= Malcolm Jennings Rogers =

Malcolm Jennings Rogers (1890–1960) was a pioneering archaeologist in Southern California, Baja California, and Arizona.

Born in Fulton, New York, Rogers studied mining geology at Syracuse University and initially worked as a mining geologist. After service in the U.S. Marine Corps during World War I, he moved to Escondido, California, in 1919 and took up citrus farming. However, he was soon involved with local archaeology and associated with the San Diego Museum of Man. He moved to San Diego and became a full-time curator at the museum in 1930, continuing at that post until his resignation in 1945. Health and other personal problems resulted in a hiatus in his archaeological work, which he resumed in 1958 as a research associate at the museum. He was working on his previous notes and collections in 1960 when a traffic accident caused his death (Ezell 1961; Pourade 1966; Hanna 1982, 2013).

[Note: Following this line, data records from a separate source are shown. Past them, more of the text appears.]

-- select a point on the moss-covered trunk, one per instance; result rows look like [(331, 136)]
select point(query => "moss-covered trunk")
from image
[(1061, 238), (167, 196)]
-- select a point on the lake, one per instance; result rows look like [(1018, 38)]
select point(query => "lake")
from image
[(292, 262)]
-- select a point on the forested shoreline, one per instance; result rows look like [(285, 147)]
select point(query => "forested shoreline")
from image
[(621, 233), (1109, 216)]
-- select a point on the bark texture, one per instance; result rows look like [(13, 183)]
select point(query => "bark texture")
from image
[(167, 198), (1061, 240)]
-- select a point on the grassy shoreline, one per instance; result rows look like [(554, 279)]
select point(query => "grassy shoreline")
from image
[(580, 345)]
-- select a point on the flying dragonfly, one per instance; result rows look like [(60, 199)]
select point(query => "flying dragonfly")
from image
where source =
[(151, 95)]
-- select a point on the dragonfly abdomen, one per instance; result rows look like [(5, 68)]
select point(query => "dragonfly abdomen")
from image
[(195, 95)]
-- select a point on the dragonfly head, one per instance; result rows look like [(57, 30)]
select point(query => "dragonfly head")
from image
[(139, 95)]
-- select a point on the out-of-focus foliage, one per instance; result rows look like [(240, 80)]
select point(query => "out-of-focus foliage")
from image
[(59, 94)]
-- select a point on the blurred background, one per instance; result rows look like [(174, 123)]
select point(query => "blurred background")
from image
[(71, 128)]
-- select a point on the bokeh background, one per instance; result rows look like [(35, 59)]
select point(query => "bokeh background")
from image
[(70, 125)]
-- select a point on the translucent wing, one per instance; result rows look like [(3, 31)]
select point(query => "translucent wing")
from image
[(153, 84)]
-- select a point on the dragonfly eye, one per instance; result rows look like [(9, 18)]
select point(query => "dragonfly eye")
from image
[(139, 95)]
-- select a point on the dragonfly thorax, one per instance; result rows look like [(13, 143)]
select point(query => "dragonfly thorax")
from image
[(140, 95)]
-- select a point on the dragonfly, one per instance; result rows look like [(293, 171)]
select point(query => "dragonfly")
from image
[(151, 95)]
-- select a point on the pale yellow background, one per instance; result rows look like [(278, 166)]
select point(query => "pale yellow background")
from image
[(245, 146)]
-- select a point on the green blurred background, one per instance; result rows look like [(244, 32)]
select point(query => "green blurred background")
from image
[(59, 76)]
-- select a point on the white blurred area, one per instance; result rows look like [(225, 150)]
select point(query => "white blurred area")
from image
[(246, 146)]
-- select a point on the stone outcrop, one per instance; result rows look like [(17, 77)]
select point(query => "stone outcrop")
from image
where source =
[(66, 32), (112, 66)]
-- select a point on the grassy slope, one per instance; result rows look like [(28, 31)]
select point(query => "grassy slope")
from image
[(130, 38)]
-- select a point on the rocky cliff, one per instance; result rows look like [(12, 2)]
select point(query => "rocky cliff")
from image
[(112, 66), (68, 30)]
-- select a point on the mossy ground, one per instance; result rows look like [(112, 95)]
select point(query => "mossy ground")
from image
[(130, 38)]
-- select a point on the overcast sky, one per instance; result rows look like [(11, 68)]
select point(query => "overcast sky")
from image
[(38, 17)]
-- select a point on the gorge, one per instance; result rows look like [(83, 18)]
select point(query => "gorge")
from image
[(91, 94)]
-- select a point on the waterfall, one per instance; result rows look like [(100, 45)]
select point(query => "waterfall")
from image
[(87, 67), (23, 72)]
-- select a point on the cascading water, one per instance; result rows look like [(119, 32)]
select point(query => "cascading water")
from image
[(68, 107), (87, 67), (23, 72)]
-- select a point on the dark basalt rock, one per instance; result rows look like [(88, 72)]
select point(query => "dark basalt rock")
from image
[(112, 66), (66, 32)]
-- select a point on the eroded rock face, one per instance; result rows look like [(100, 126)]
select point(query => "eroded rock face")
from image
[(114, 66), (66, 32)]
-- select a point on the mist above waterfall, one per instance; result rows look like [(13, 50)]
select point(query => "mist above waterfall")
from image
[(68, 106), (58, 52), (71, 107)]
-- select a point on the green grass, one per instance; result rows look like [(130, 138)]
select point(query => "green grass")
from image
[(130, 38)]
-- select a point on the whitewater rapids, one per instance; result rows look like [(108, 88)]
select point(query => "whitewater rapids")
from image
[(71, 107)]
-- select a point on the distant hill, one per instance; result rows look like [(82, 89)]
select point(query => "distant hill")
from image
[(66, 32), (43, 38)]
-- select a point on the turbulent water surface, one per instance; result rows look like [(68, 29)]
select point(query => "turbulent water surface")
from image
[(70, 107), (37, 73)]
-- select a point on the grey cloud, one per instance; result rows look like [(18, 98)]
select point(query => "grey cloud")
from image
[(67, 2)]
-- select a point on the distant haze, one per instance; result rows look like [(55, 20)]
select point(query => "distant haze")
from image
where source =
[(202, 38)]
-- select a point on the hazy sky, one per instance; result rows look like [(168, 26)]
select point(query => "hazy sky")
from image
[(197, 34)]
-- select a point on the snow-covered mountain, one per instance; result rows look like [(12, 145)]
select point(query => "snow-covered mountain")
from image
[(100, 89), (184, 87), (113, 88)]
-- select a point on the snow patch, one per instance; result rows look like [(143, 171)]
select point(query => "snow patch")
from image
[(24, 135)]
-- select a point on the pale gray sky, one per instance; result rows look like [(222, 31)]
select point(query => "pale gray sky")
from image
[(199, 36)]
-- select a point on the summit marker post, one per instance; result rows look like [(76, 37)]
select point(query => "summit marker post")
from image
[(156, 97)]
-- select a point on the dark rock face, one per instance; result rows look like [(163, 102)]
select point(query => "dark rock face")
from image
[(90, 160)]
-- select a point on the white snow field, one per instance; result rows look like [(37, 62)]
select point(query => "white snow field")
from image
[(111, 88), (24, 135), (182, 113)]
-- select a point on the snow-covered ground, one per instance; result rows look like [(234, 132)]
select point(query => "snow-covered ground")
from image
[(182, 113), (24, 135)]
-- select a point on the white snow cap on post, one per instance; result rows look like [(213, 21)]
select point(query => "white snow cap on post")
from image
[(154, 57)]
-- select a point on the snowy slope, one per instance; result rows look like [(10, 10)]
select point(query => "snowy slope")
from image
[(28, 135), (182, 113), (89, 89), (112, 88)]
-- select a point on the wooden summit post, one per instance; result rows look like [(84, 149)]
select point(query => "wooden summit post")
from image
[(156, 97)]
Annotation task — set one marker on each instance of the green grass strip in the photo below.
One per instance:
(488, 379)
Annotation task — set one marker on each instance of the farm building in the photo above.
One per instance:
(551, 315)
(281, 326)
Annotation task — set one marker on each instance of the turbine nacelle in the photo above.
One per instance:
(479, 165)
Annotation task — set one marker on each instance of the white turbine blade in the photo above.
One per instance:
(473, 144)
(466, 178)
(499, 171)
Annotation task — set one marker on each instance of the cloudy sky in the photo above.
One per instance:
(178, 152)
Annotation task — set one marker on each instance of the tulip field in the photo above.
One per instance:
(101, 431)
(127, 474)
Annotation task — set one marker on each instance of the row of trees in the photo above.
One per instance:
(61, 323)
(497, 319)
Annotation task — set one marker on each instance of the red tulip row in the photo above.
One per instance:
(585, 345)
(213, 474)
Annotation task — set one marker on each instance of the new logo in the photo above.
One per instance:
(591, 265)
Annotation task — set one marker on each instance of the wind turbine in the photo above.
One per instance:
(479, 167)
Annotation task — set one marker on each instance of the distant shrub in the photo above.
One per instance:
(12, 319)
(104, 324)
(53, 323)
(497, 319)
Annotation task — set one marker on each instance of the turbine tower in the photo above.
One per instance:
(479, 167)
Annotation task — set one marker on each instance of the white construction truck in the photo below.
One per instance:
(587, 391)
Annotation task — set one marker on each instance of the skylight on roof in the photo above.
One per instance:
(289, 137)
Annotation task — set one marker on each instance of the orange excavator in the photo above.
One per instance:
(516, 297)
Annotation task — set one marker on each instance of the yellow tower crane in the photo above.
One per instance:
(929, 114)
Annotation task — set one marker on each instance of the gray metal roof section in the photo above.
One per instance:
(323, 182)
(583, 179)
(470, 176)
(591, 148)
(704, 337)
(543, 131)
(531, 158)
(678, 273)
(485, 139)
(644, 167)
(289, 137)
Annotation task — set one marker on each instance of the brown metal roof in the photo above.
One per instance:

Rogers' fieldwork included extensive survey and excavation work in the coastal zone of San Diego County and northwestern Baja California, as well as throughout the California deserts to the east and western Arizona (Apple 2013; Hedges 2013; Laylander and Bendímez 2013; Pigniolo 2013; Schaefer 2013; Schneider 2013). He identified and named the San Dieguito, La Jolla, Amargosa, and Yuman archaeological complexes (Rogers 1929a, 1929b, 1939, 1945, 1966; Warren 1966, 2013; Sutton 2013). He also produced one of the earliest ethnoarchaeological studies of pottery-making among the surviving native peoples of his region (Rogers 1936; Panich and Wilken-Robertson 2013).

Rogers' contributions were sometimes confusing to his successors, as in the case of his changing nomenclature for the San Dieguito complex and its constituent phases. Working primarily before the advent of radiocarbon dating, he adhered to a short chronology for regional prehistory that has subsequently been discarded. His published observations, manuscript notes, and collections on aboriginal ceramics were never worked into a full-blown typology, and later analysts have interpreted them with markedly different conclusions (Schroeder 1958; May 1978; Van Camp 1979; Waters 1982a, 1982b; Seymour 1997; Burton and Quinn 2013). One researcher noted that Rogers' reports "so often present his formulations without detailing the evidence on which they are founded" (Ezell 1961:533). Nonetheless, these formulations continue to be the starting point for most research in the region, and his observations of so much that has subsequently been lost from the archaeological record have become indispensable.